Motivating his motion last week, Nekundi said bank charges are but another scheme by commercial banks to swindle people out of their hard-earned money. 

“These bank charges are not only high; they are unjustifiable and unreasonable. These schemes are designed to rob our people and derail them economically. When BoN directed that cash deposit fees be done away with, the capitalist institutions quickly came up with account management fees, another daylight robbery scheme,” the parliamentarian charged. 

The motion, according to Nekundi, who is also the works and transport deputy minister, seeks to amend the central bank legislation to include powers to regulate commercial banks and give BoN the right to oversee all bank charges. He further asked the motion to be transferred to the relevant standing committee for further investigations.

Nekundi added that skyrocketing
interest rates, coupled with consistently rising inflation, are bleeding ordinary citizens dry, a situation he said is worsening and making it more difficult for people to put bread on the table. 

Some of the charges that irk Nekundi include those for electronic fund transfers (EFTs), cash and withdrawal charges, debit and credit card swiping, online transactions as well as account management fees. 

He also said unjust practices, unmonitored schemes, bad corporate governance and weak cyber security from commercial banks have led to the closure of businesses from which many depend for their daily lives. 

Nekundi further claimed commercial banks continue to make massive profits despite trying times for individuals and the economy at large.

On the back of elevated interest rates, commercial banks reported significant profits during the past financial year. Nekundi believes these profits were achieved due to higher charges demanded by commercial banks.

Meanwhile, a local law firm has also approached the central bank on behalf of numerous home loan holders who have lost their homes as a result of debt owed to commercial banks. 

The letter from Metcalfe Beukes Attorneys, dated 2 May 2023, asks the central bank governor to consider a programme similar to one used by banks in South Africa, whereby commercial banks go out of their way to assist homeowners in tough times. 

This programme works by the commercial bank financing any shortfall in bond repayments at zero interest for ten years after a proper market-related selling price has been obtained for the property. In addition, such home loan debt defaulters are not listed with a credit bureau.

“Justice and fairness cry out in Namibia for such a programme to be made compulsory in our country to avoid the present scenario where commercial banks are enriched by the economic woes and misery of home loan debtors,” the Metcalfe Beukes letter stated. 

The law firm also pointed out that the central bank extended relief measures until 1 April 2024 for commercial bank clients, following the fallout of the Covid-19 pandemic. Nonetheless, the firm claims that “commercial banks however simply pay lip service hereto and continue to persecute home loan debt defaulters to the point of economic abuse”.

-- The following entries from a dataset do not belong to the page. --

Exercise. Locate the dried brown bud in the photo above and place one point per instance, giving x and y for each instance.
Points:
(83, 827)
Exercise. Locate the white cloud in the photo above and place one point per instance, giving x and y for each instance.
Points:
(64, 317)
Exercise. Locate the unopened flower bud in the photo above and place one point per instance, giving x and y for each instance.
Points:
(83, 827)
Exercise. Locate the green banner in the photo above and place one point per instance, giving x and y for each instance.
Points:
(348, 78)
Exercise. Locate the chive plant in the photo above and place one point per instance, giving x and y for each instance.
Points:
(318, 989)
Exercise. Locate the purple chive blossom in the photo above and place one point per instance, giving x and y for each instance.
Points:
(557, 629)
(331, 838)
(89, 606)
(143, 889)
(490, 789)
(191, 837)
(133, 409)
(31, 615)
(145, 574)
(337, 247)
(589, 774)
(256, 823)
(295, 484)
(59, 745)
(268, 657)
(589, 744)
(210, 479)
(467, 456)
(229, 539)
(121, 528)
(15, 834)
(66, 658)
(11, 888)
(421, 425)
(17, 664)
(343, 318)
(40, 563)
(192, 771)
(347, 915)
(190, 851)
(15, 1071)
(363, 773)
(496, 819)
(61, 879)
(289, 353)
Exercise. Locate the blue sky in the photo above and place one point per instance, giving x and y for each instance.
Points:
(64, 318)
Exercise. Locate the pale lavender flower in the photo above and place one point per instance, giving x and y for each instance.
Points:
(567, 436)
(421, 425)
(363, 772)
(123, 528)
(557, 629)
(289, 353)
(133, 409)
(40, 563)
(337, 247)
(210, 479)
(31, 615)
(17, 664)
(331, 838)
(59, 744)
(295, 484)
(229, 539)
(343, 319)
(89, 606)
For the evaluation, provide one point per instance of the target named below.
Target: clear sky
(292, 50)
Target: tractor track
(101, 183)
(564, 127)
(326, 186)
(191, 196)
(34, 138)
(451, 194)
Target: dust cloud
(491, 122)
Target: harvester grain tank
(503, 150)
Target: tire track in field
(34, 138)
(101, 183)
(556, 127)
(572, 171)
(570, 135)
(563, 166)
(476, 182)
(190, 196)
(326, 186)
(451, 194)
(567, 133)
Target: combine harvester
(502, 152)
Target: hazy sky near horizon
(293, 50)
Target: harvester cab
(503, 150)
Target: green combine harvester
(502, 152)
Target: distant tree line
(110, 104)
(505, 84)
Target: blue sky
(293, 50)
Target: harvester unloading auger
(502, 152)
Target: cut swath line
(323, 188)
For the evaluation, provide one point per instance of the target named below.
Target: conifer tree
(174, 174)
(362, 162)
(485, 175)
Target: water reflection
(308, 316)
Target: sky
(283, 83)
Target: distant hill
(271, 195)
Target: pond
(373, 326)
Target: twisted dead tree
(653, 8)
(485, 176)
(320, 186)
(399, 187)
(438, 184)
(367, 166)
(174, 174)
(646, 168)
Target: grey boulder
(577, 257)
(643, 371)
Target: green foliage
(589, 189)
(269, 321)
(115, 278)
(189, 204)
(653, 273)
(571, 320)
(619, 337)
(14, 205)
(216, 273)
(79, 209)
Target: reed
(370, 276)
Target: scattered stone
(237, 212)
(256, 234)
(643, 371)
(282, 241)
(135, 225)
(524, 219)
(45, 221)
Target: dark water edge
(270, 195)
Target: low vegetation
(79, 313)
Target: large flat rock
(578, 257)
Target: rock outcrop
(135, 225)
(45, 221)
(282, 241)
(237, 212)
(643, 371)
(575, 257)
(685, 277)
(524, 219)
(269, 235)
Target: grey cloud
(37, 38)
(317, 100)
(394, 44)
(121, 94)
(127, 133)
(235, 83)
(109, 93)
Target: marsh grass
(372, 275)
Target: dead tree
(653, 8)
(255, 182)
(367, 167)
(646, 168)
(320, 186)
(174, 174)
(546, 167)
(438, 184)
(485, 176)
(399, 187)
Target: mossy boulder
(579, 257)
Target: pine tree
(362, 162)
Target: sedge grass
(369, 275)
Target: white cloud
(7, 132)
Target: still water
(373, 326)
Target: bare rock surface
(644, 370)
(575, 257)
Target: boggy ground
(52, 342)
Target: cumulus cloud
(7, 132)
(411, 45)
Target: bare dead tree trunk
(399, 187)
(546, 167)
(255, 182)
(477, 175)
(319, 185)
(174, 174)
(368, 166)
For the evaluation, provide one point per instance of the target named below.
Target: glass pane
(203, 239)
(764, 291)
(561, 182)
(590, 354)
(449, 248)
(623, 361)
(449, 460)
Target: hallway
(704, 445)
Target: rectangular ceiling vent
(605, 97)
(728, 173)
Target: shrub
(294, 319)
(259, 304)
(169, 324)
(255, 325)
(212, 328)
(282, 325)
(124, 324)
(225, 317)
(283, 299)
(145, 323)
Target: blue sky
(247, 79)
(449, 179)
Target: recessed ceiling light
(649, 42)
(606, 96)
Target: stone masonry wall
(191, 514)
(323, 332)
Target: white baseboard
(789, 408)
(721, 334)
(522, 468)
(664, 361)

Nedbank Namibia recorded a total income of N$1.2 billion for the year ended 31 December 2022, representing an increase of 13% from the previous financial year, with profit after tax up by 35% to N$275 million.

Capricorn Group Limited achieved solid results with profit after tax for the six months ended 31 December 2022, increasing by 20.3%, compared to the prior period. The annualised return on equity also increased to 16.6% (December 2021: 14.9%).

Standard Bank Namibia also shook off the adverse impact of Covid-19 in its 2022 year-end results after the bank recorded an increased profit of 70.5% for the year – up from N$366 million to N$624 million. 

This is according to the bank’s annual report for 2022.